STF autoriza investigação de ministro do STJ em apuração sobre suposto esquema de venda de decisões judiciais

23 de julho de 2026

Por Alex Blau Blau

Decisão permite que a Polícia Federal aprofunde diligências após manifestação favorável da Procuradoria Geral da República

O ministro Cristiano Zanin, do Supremo Tribunal Federal, autorizou a Polícia Federal a ampliar as investigações sobre um suposto esquema de comercialização de decisões judiciais, incluindo agora o ministro Moura Ribeiro, do Superior Tribunal de Justiça. A medida foi tomada em um procedimento que tramita sob sigilo e atende a pedido apresentado pela Polícia Federal com parecer favorável da Procuradoria Geral da República.

Esta é a primeira vez que um integrante do Superior Tribunal de Justiça passa a ser alvo de investigação no caso. Até então, as apurações concentravam suspeitas sobre empresários, advogados, assessores e outros investigados apontados como possíveis intermediários na obtenção de vantagens financeiras em troca de influência sobre decisões judiciais.

Com a autorização, a Polícia Federal poderá realizar novas diligências para aprofundar a coleta de informações. Entre as medidas previstas estão análises de movimentações bancárias e levantamento de dados relacionados a servidores vinculados ao gabinete do ministro, além de pessoas próximas ao magistrado no período abrangido pela investigação.

Ao fundamentar a decisão, Cristiano Zanin considerou que existem elementos suficientes para justificar a continuidade das apurações e ressaltou que as medidas são proporcionais ao estágio atual da investigação. O processo permanece sob sigilo.

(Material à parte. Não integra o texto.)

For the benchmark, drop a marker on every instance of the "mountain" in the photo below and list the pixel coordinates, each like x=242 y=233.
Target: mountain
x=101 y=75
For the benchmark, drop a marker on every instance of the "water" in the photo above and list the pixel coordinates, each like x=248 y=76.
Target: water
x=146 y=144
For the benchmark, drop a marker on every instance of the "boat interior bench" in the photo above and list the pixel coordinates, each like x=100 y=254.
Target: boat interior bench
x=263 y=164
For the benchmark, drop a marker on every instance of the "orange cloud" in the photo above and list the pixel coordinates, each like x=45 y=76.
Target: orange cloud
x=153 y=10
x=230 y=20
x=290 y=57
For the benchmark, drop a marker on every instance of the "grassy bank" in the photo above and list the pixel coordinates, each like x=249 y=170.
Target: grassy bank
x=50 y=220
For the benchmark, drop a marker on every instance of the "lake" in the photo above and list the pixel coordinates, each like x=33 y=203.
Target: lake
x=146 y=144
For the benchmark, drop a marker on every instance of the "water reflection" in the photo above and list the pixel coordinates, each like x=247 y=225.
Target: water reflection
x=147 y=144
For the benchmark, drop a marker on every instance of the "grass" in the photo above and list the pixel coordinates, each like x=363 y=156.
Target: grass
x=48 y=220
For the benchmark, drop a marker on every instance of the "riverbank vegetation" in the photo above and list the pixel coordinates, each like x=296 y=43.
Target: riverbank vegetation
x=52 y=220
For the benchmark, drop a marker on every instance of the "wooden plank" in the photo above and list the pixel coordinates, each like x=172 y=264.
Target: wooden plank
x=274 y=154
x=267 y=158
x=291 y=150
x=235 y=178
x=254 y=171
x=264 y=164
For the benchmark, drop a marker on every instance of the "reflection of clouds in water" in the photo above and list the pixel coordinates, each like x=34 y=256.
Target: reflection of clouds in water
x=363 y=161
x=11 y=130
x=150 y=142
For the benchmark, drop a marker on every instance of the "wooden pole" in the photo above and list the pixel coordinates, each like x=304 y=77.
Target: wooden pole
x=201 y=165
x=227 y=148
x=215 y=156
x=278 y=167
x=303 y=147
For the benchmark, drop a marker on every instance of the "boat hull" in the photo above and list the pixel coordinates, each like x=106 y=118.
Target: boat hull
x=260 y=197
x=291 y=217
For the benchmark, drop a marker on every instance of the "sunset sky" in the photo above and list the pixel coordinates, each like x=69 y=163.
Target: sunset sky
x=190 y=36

Em manifestação encaminhada à imprensa, o ministro Moura Ribeiro afirmou que desconhece a existência de qualquer investigação relacionada às decisões por ele proferidas. Em nota, a defesa destacou a trajetória do magistrado ao longo de mais de quatro décadas na magistratura e afirmou que são improcedentes as tentativas de vinculá-lo a práticas criminosas. O comunicado também esclarece que um servidor mencionado nas investigações foi afastado de suas funções anteriormente por determinação do próprio gabinete após a identificação de atuação considerada irregular.

Também por meio de nota, a defesa de Andreson de Oliveira Gonçalves, investigado no caso, negou a prática de qualquer irregularidade. Os advogados sustentam que não foram encontrados elementos que indiquem conduta ilícita envolvendo o investigado e contestam a permanência da apuração no Supremo Tribunal Federal.

O inquérito segue em andamento e as investigações continuam sob responsabilidade da Polícia Federal, acompanhadas pela Procuradoria Geral da República e supervisionadas pelo Supremo Tribunal Federal.